The planes collided and their remains were scattered on Mount Baldy

A mountain that still has remains of two F6F Hellcat fighters that crashed in 1949

As we have seen before, plane crashes in hard-to-reach places can result in debris being there for decades.

Sierra Bermeja: the remains of a 1998 plane crash in a place that is difficult to access
Moncayo: an airplane graveyard in a Spanish mountain at more than 2,000 meters

This is the case of Mount Baldy, located in the San Gabriel Mountains, in southern California. On March 2, 1949, two US Marine Corps Grumman F6F Hellcat naval fighters were making a training flight over that area. The planes were flown by Sergeant Charles D. Castles and Sergeant John J. Harrington, both 28 years old. The two aircraft, 94182 and 94202, collided and went down on Mount Baldy, leaving debris all over the mountainside at an altitude of nearly 9,000 feet.

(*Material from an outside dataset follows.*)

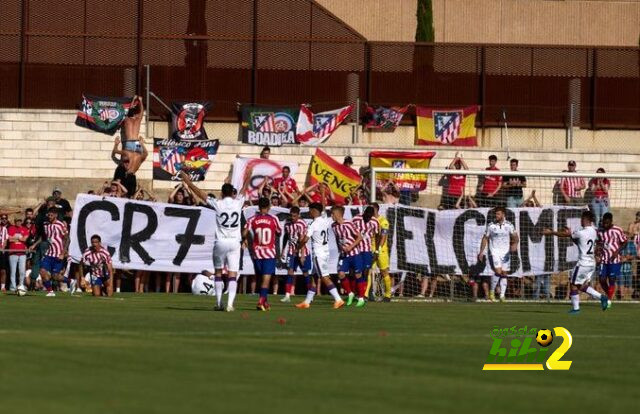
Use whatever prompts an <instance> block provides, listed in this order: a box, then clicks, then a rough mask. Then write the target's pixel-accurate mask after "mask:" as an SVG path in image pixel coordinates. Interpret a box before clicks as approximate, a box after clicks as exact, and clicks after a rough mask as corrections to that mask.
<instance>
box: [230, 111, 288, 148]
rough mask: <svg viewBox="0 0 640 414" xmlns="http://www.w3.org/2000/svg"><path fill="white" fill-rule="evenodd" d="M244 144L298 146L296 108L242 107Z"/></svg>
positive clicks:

An F6F Hellcat fighter (Photo: National Naval Aviation Museum).

Both airmen died in the crash. A group of Marines and rangers managed to reach the crash site days later, bringing the bodies down the mountain on March 8. Despite so many years having passed, and due to how remote the place is, there are still many remains of this accident there, as shown in an interesting video published by the channel Western Mine Detective last summer:

You can see here some captures of the video. Here we see one of the remains of one of the Hellcats. It looks like part of a wing.

A Pratt & Whitney R-2800-10W Double Wasp motorcycle from one of the crashed planes.

More parts of one of the wings. You can still make out the blue paint that these Marine fighters wore.

The tail section of one of the fighters. It is upside down. Again, the blue paint on the plane is pretty well preserved.

One of the wings of the planes. The national insignia is still visible. During World War II, the decision was made on US military aircraft to paint the national insignia only on one of the wings, so as not to make it easier for enemy planes to aim. The insignia was painted on the top of the port wing and on the bottom of the starboard wing.